Since 2001, the American Psychological Association has affirmed the harmful effects of American Indian mascots, symbols, images, and personalities by schools, and continues to call for the immediate retirement of Native mascots, stating that their continued use “undermines the educational experiences of members of all communities—especially those who have had little or no contact with Indigenous Peoples; establishes an unwelcome and often times hostile learning environment for American Indian students that affirms negative images/stereotypes that are promoted in mainstream society; and has a negative impact on the self-esteem of American Indian children."
Suzan Shown Harjo, of Cheyene and Hodulgee Muscogee heritage, President of the Morning Star Institute, a national Native rights organization, who has led mascot abolition efforts for four decades, appeared on the Oprah Winfrey Show in 1992, saying that, “most of the things that cartoon us or dehumanize us, contribute to a low self-esteem of Native teenagers, leading to the highest teen suicide rate of any ethnic group in the United States.”

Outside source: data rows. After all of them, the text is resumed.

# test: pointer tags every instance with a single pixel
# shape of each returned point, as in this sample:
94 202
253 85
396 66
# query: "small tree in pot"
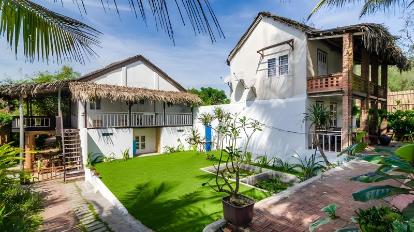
236 134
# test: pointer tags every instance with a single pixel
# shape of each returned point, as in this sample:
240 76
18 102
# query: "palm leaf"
369 7
44 33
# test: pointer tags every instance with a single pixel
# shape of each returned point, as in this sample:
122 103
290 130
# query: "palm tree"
369 6
45 35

A fact and figure which is still true to this day.
If you’re clinging to those racist caricatures, like the East Middle School Warrior, it’s time to let it go. The "Native" Warrior mascot has honored no one, a person and people whose savagery have never existed except in the minds and entertainment of the same dominant society which fabricated black face minstrels, mammies, and yellow peril invaders.
Paula Mohuhn, a lecturer on Native American History in Madison Wisconsin, who was featured in a recent student-led documentary on Native Mascots, stated that, “The only people being honored by Native American mascots, are Europeans, because it’s a conquered image. You are honoring something that fought back.”

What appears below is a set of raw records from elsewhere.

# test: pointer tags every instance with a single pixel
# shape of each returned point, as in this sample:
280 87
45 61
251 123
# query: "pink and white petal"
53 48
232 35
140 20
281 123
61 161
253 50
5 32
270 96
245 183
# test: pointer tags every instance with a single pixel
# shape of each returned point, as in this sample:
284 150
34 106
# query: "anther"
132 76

In 2021, Nikki Pitre from the Center for Native American Youth said “Native youth are resilient, and worthy of a future where society sees them for who they are, beyond the caricatures and stereotypes that are the result of race-based mascots.
In 2021, Cynthia Connolly, of the Lake Erie Native American Council said, “we’re almost always pushed in the historical past, and it makes it very difficult for people to view us as a modern people and empathize with our modern issues when they only view us as feathered and leathered from the 1800s.”

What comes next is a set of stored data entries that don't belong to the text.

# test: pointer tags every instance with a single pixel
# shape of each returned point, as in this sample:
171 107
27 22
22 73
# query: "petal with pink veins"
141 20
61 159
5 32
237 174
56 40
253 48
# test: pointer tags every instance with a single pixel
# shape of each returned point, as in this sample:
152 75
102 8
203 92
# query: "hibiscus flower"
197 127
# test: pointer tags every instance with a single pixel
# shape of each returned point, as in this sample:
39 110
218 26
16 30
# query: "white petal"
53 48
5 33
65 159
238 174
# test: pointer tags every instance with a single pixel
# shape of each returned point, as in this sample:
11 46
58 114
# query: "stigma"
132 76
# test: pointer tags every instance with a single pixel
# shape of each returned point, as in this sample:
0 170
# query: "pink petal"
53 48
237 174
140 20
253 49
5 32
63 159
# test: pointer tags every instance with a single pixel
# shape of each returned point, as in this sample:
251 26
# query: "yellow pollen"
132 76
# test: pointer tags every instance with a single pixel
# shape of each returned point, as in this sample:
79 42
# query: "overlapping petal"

A key pillar and action item in the Erie School District's 2018-2024 Strategic Plan is the development of "culturally inclusive school and district practices" and "validating student's social and cultural identities."
In 2020, the Erie School Board unanimously approved a resolution “Supporting the Development of an Anti-Racist School Climate” stating that “we acknowledge that we must look at our own school policies and practices through an anti-racist and equity lens to address traces of racism and inequity that still exist within our own school community” and “we commit to use our role as school board directors to recognize, respond, and speak out against injustice and racial inequity in our school community.”
The "Warrior" name is not at issue here, but the racist stereotype is. Removing the racist imagery isn’t a loss to anyone, and there is no benefit or gain for maintaining its gross and demeaning presence for a single day longer.
It is now time for the Erie School District to respect the scientific evidence about the harm of these racist stereotypes, to honor it's own words to provide a school environment free from discrimination which has a direct impact on the mental health and academic success of our students, and to heed the overwhelming calls from Indigenous people schools like Erie Middle School need to retire "Native" mascots immediately, and let the students choose a new mascot that is not rooted in racist stereotypes.